Equivalents
- Luwian: Tiwaz
- Hittite: Ištanu

= Tiyaz =

Palaic sun god

Tiyaz or Tiyad was the sun god of the Palaians, regarded as the third most important deity in their pantheon. He was also incorporated into the Hittite religion. He appears in a ritual written in Palaic, though presumed to belong to a Hittite corpus, in which he is implored to anoint the king. After the fall of the Hittite Empire, he might have been worshiped by Phrygians.

==Name==
Attested forms of the name of the Palaic sun god include Tiyaz and Tiyad. The spelling Tiwat, while present in some academic publications, is considered erroneous. It is presumed his name could also be represented by the Sumerogram ^{d}UTU, much like those of other solar deities mentioned in Hittite sources, such as Hurrian Šimige or Hattian Ištanu.

The theonym Tiyaz is derived from the Indo-European root diēu(-ot)-, "(heavenly) light", and is a cognate of Luwian Tiwaz. In Hittite, the same root only formed the basis of the common words šiwat, "day", and šiuš, "god", while more distant cognate theonyms include Greek Zeus.

==Character==
Little is known about Tiyaz's character beyond his role as a sun god. He was a male deity, as in contrast with the Hittites, the Palaians did not adopt the Hattian solar goddesses. It has been noted that in contrast with Hittite religion, but similarly to Luwian religion, the traditions of the Palaians, while influenced by Hattians, preserved more elements presumed to have Indo-European origin. In known sources, Tiyaz is consistently the third most important Palaic deity, though Manfred Hutter suggests he might have originally been the head of the pantheon and only lost his status due to Hattian influence, as both of the two main deities, Ziparwa and Kataḫzipuri, have Hattic names.

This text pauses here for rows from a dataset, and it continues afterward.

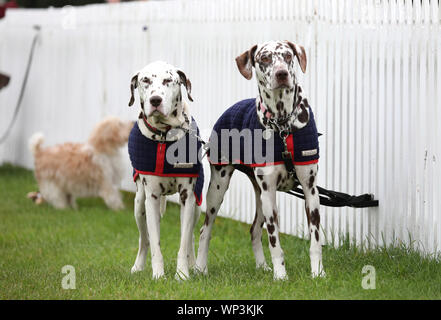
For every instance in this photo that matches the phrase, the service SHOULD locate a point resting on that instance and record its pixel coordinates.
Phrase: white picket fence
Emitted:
(373, 80)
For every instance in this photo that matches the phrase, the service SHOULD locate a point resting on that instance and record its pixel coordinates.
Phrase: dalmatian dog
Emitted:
(279, 105)
(164, 119)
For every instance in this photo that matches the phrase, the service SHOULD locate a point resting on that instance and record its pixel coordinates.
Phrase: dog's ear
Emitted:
(133, 86)
(300, 53)
(186, 83)
(245, 62)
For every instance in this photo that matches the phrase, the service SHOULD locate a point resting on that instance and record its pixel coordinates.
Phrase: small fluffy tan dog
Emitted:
(71, 170)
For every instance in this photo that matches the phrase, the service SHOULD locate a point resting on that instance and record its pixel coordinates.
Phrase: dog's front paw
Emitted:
(263, 266)
(158, 275)
(318, 274)
(181, 276)
(200, 270)
(136, 268)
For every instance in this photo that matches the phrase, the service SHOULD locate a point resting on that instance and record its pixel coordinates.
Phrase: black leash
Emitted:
(327, 197)
(23, 86)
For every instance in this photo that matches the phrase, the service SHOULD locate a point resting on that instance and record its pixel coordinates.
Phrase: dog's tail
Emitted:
(35, 142)
(162, 205)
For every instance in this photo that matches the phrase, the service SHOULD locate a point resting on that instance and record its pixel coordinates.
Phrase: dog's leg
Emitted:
(308, 179)
(188, 201)
(268, 185)
(153, 217)
(54, 195)
(141, 222)
(256, 229)
(111, 196)
(72, 201)
(219, 182)
(192, 257)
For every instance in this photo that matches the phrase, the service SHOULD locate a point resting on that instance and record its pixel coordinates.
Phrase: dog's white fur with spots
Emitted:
(159, 87)
(68, 171)
(274, 67)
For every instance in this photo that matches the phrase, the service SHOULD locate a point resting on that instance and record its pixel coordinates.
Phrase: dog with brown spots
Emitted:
(279, 108)
(164, 120)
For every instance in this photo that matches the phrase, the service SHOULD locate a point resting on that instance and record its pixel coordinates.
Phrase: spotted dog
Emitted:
(280, 109)
(164, 123)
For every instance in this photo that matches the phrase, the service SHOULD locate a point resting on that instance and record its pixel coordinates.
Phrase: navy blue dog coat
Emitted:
(149, 157)
(302, 143)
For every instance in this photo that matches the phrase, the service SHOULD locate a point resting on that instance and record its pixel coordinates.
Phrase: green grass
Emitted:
(37, 241)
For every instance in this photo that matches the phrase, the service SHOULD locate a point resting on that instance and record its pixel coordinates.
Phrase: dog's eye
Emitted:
(265, 58)
(146, 80)
(166, 81)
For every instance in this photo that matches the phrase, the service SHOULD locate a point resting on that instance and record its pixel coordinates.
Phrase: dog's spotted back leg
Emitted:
(219, 182)
(141, 222)
(268, 185)
(153, 217)
(256, 227)
(307, 176)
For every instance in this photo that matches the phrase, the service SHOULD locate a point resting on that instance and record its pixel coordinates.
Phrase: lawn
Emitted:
(37, 241)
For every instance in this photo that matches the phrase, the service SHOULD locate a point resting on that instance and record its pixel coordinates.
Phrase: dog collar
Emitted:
(276, 122)
(161, 133)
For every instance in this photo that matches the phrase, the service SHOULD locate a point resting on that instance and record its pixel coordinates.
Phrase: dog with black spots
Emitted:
(162, 111)
(280, 102)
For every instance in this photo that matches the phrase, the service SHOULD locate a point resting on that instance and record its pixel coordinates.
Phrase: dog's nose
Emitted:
(282, 75)
(155, 101)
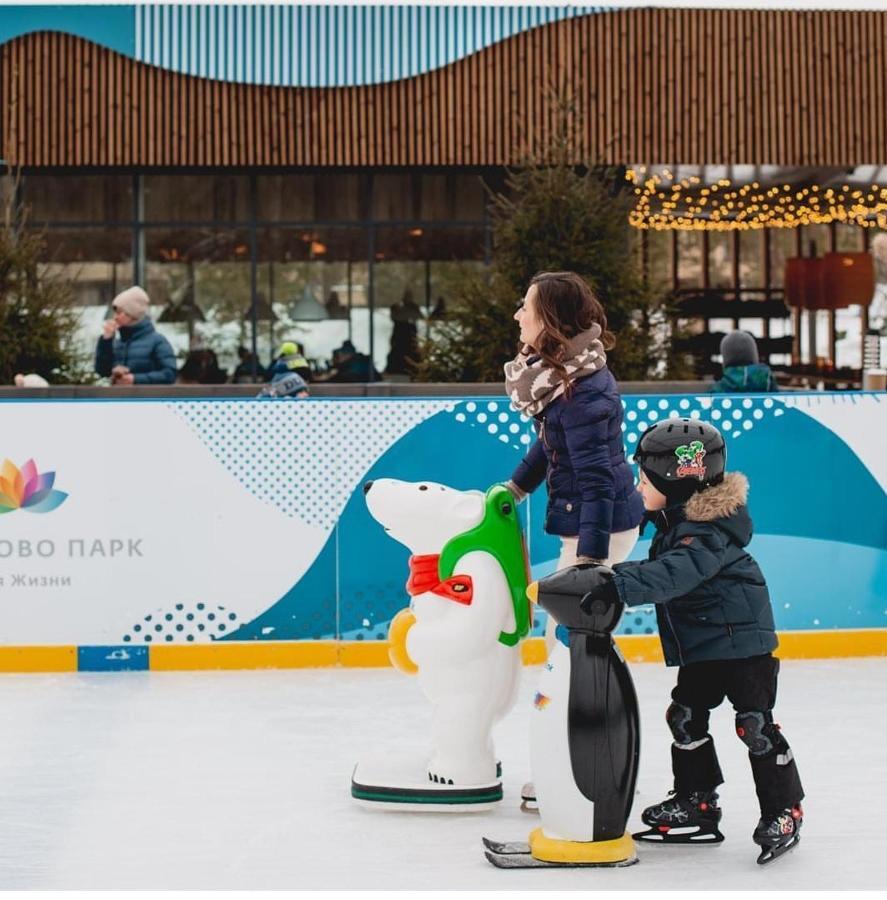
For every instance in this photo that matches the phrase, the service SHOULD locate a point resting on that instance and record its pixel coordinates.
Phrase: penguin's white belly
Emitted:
(566, 813)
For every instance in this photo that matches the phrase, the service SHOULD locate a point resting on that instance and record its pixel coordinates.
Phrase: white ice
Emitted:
(241, 780)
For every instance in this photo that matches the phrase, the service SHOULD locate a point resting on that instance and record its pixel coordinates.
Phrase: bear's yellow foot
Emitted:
(619, 851)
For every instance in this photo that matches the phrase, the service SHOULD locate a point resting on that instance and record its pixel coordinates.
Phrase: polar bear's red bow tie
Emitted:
(424, 578)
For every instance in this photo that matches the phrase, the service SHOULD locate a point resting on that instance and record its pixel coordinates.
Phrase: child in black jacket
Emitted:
(716, 624)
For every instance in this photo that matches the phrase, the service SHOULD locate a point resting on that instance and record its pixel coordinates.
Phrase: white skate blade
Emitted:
(405, 786)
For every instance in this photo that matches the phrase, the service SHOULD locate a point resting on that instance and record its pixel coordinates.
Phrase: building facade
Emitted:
(322, 173)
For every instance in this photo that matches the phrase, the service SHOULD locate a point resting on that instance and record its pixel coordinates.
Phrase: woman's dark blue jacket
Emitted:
(580, 455)
(139, 347)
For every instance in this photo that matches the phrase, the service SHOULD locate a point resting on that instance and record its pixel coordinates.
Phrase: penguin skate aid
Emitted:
(467, 614)
(584, 733)
(716, 626)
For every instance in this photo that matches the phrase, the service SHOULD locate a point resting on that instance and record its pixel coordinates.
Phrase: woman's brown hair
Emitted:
(566, 306)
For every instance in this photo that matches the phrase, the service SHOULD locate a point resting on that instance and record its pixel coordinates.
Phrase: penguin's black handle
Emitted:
(603, 725)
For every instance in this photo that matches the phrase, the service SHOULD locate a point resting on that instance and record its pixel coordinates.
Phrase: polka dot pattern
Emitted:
(184, 623)
(498, 419)
(734, 416)
(304, 458)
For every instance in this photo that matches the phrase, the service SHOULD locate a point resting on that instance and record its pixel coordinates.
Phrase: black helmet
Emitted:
(677, 453)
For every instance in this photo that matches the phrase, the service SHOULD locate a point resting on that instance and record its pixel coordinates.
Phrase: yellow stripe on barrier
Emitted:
(246, 655)
(38, 659)
(832, 644)
(636, 648)
(364, 654)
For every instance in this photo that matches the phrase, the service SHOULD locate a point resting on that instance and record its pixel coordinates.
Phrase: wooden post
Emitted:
(832, 314)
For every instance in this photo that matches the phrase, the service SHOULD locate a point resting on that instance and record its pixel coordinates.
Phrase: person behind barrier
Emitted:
(743, 372)
(349, 366)
(290, 359)
(290, 386)
(716, 625)
(130, 351)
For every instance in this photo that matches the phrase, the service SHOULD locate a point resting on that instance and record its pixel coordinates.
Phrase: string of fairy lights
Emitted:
(687, 204)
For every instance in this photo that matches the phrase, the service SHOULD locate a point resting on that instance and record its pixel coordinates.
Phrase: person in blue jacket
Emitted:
(130, 350)
(743, 372)
(560, 378)
(716, 624)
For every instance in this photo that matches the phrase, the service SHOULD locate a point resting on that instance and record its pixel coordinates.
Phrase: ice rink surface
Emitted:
(241, 780)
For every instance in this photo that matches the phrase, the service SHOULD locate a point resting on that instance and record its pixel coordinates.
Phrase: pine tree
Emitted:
(554, 216)
(37, 319)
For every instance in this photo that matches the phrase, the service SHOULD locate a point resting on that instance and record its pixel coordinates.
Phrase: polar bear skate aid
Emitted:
(584, 736)
(460, 636)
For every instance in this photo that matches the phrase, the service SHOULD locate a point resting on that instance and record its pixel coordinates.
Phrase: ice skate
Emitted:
(683, 819)
(778, 833)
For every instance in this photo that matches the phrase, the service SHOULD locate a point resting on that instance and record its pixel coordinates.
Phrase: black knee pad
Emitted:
(760, 733)
(678, 718)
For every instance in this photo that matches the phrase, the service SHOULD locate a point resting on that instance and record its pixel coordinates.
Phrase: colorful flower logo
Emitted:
(27, 489)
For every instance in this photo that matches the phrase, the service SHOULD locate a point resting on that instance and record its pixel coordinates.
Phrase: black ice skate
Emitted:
(778, 833)
(687, 819)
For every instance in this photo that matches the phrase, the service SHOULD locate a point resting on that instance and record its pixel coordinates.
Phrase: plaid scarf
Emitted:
(532, 384)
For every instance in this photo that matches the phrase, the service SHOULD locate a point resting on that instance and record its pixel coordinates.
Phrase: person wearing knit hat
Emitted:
(130, 350)
(743, 372)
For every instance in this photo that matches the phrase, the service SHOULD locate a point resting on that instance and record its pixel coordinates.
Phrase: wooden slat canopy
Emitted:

Hittite sources indicate that Tiyaz was associated with a group of deities known as Ilaliyantikeš. Their name has been connected with the Hittite verb ilaliya-, "to desire." Ilaliyanteš, a closely related group were similarly associated with Luwian Tiwaz.

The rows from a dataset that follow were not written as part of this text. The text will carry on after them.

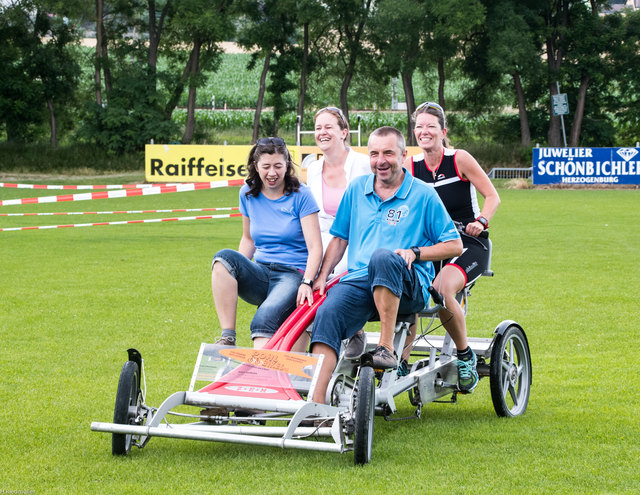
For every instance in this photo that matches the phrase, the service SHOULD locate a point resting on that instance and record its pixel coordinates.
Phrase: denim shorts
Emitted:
(349, 304)
(270, 286)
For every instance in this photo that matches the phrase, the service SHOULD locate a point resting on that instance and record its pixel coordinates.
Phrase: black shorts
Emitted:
(473, 261)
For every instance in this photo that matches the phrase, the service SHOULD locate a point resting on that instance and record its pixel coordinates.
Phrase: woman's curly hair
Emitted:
(270, 146)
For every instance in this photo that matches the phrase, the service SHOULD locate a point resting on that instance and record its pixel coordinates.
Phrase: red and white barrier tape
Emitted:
(84, 186)
(147, 191)
(115, 212)
(124, 222)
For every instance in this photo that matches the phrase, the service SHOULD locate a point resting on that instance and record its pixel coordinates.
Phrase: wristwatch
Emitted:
(483, 221)
(416, 251)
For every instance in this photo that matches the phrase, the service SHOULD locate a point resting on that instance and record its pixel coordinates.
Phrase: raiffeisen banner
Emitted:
(198, 163)
(586, 166)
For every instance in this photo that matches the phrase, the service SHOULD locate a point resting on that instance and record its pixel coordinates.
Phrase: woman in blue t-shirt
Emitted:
(280, 231)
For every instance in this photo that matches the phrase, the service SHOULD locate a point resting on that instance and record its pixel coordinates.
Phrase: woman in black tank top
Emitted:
(456, 176)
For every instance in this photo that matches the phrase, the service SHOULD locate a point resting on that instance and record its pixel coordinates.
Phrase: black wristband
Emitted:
(416, 251)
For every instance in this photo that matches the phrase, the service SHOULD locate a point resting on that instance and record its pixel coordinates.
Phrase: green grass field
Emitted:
(73, 300)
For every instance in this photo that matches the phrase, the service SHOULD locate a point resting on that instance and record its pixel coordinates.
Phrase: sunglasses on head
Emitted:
(435, 106)
(333, 109)
(275, 141)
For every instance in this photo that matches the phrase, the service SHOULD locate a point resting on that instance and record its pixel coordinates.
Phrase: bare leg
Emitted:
(387, 305)
(328, 365)
(225, 295)
(410, 338)
(449, 282)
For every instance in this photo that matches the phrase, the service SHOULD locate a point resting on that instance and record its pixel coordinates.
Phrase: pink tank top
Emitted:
(331, 197)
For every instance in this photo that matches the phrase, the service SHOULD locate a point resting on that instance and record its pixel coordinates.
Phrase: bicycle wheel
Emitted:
(364, 414)
(126, 409)
(510, 372)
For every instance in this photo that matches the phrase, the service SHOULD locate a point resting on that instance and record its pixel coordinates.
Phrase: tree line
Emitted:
(513, 53)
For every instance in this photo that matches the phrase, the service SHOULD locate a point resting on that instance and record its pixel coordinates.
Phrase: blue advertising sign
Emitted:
(586, 165)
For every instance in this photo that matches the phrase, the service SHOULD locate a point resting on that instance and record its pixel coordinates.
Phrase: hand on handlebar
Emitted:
(305, 293)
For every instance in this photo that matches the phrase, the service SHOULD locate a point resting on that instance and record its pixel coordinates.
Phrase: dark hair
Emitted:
(386, 130)
(270, 146)
(435, 110)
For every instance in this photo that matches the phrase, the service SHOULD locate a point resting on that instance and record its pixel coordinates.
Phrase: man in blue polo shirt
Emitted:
(394, 226)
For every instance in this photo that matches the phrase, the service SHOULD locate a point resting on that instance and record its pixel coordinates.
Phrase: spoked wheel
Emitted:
(363, 416)
(128, 399)
(510, 372)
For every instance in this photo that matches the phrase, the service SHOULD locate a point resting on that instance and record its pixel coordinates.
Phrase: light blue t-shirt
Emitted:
(275, 225)
(413, 216)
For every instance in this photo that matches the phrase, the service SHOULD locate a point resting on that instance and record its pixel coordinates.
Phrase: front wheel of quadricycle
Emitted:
(510, 372)
(364, 414)
(127, 404)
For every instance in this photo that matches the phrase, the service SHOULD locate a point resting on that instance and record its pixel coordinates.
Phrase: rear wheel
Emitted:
(510, 372)
(128, 399)
(364, 414)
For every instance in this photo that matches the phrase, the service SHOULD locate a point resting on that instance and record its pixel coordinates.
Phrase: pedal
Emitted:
(442, 384)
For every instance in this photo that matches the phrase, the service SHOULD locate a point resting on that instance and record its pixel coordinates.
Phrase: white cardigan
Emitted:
(355, 165)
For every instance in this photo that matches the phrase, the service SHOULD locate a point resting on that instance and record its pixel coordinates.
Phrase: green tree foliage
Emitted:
(39, 69)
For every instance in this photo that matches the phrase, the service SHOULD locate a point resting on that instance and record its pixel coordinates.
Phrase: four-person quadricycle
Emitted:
(263, 396)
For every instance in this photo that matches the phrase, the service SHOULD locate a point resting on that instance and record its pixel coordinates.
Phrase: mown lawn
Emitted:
(73, 300)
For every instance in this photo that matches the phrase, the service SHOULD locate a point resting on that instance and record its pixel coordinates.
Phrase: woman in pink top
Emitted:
(328, 176)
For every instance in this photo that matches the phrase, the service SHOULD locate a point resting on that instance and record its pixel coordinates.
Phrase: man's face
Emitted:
(386, 158)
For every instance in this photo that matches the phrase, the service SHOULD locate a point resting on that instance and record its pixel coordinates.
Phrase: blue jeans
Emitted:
(349, 304)
(270, 286)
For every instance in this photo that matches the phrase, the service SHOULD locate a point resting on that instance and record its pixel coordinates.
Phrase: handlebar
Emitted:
(460, 227)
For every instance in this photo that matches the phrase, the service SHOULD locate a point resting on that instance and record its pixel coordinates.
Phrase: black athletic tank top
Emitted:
(457, 194)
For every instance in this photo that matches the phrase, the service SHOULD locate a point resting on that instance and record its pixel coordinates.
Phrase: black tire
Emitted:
(363, 416)
(510, 372)
(125, 411)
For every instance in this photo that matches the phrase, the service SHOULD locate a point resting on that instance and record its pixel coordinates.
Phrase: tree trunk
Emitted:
(554, 135)
(576, 125)
(261, 91)
(525, 131)
(344, 88)
(105, 64)
(155, 32)
(407, 84)
(191, 100)
(98, 71)
(52, 123)
(177, 91)
(346, 82)
(441, 82)
(303, 73)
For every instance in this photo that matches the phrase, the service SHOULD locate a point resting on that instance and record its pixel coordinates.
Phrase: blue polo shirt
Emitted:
(413, 216)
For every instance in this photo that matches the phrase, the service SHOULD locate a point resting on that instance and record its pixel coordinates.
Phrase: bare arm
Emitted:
(313, 240)
(332, 256)
(247, 246)
(471, 170)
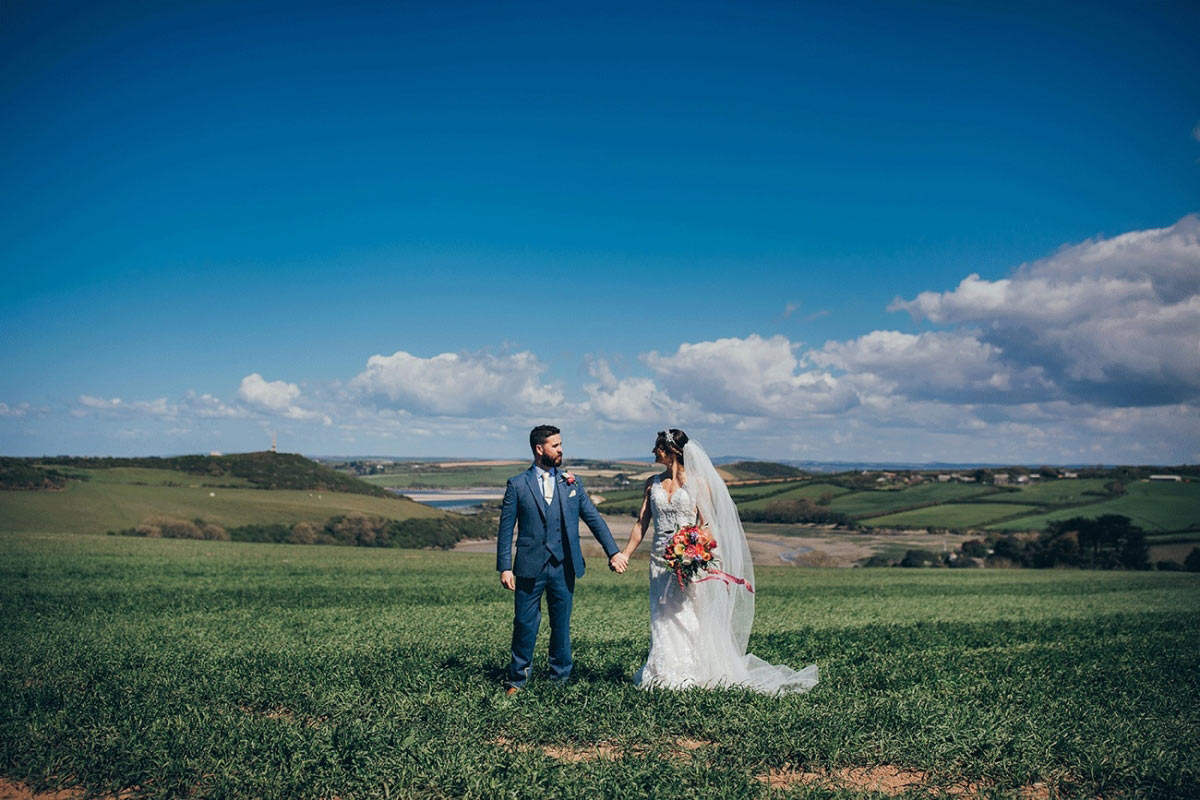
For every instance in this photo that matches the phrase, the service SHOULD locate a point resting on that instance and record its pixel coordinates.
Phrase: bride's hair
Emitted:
(672, 440)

In a Palaic myth about a lost god, Tiyaz dispatches an eagle to search for him.

==Worship==
Religion of the Palaians is only known from Hittite sources, which detail the celebrations of Palaic deities incorporated into the Hittite pantheon, who were worshiped in the temple of Ziparwa in Hattusa. Based on available evidence, it has been proposed that Tiyaz was connected to rituals about kingship in Palaic culture. He is mentioned in a formula written in Palaic, apparently, reflecting Hittite royal ideology. It forms a part of text CTH 751, a series of invocations to various deities. The sun god is invited to pick his favorite among the breads prepared as offerings. He is addressed as the father and mother of the king, which, based on similar examples, is presumed to be a stock figure of speech indicating respect, rather than a statement about divine descent. He is implored to anoint and exalt the king. This is the only direct evidence for a Hittite belief in the rulers being directly nominated to their position by gods.

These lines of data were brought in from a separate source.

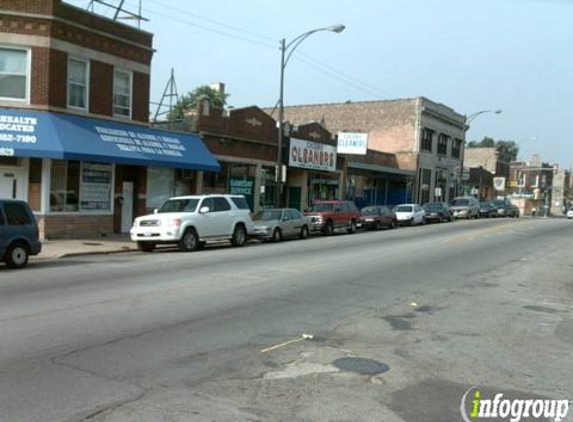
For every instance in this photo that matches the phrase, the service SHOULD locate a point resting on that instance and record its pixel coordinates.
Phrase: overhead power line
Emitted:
(262, 41)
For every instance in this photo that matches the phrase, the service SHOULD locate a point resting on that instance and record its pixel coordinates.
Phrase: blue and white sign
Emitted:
(352, 143)
(63, 136)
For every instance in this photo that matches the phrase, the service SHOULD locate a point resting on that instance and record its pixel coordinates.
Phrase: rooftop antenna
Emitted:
(119, 11)
(169, 98)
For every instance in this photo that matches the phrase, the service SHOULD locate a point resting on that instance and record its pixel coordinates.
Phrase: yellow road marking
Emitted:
(286, 343)
(479, 233)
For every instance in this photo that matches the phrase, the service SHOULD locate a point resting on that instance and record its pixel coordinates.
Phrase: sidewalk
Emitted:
(56, 249)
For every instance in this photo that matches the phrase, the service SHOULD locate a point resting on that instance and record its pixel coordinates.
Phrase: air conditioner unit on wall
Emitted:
(186, 174)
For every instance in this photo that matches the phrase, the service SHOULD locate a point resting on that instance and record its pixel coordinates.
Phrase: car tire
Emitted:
(277, 235)
(352, 228)
(146, 246)
(17, 255)
(329, 228)
(189, 241)
(239, 236)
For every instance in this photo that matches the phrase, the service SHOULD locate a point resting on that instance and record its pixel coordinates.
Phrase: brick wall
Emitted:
(58, 78)
(40, 7)
(101, 88)
(74, 226)
(140, 97)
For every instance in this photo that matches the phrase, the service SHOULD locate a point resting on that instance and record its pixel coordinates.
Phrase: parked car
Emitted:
(279, 223)
(512, 211)
(438, 211)
(410, 214)
(192, 221)
(487, 209)
(503, 207)
(376, 217)
(330, 216)
(465, 207)
(19, 237)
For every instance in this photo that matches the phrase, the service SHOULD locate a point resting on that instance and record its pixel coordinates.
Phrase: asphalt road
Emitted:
(170, 336)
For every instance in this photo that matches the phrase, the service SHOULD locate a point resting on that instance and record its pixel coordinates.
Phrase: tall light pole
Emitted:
(466, 127)
(286, 53)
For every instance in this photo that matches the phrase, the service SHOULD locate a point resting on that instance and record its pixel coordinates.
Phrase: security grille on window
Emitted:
(456, 148)
(427, 136)
(122, 94)
(13, 74)
(77, 84)
(443, 144)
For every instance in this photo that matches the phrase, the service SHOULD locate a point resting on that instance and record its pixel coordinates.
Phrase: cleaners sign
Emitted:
(312, 155)
(352, 143)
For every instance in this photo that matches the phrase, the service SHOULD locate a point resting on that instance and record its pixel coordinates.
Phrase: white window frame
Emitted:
(28, 51)
(88, 69)
(130, 74)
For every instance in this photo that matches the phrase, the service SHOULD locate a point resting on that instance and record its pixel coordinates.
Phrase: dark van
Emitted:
(18, 233)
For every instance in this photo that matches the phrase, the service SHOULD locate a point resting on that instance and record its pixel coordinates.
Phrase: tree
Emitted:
(510, 147)
(189, 102)
(486, 142)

It has been argued that the worship of Tiyaz persisted even after the absorption of remnants of the Palaians by Hittites and the subsequent fall of the Hittite Empire. Its vestiges might be present in the later religion of the Phrygians. Possible evidence includes the Old Phrygian personal name Tiyes and the New Phrygian theonym Τιος. Other evidence for Palaic influence on beliefs of the Phrygians is the reference to a local hypostasis of Zeus, Zeus Papas, argued to reflect the Palaic theonym Tarupapami ("Taru is my father", Taru being a weather god).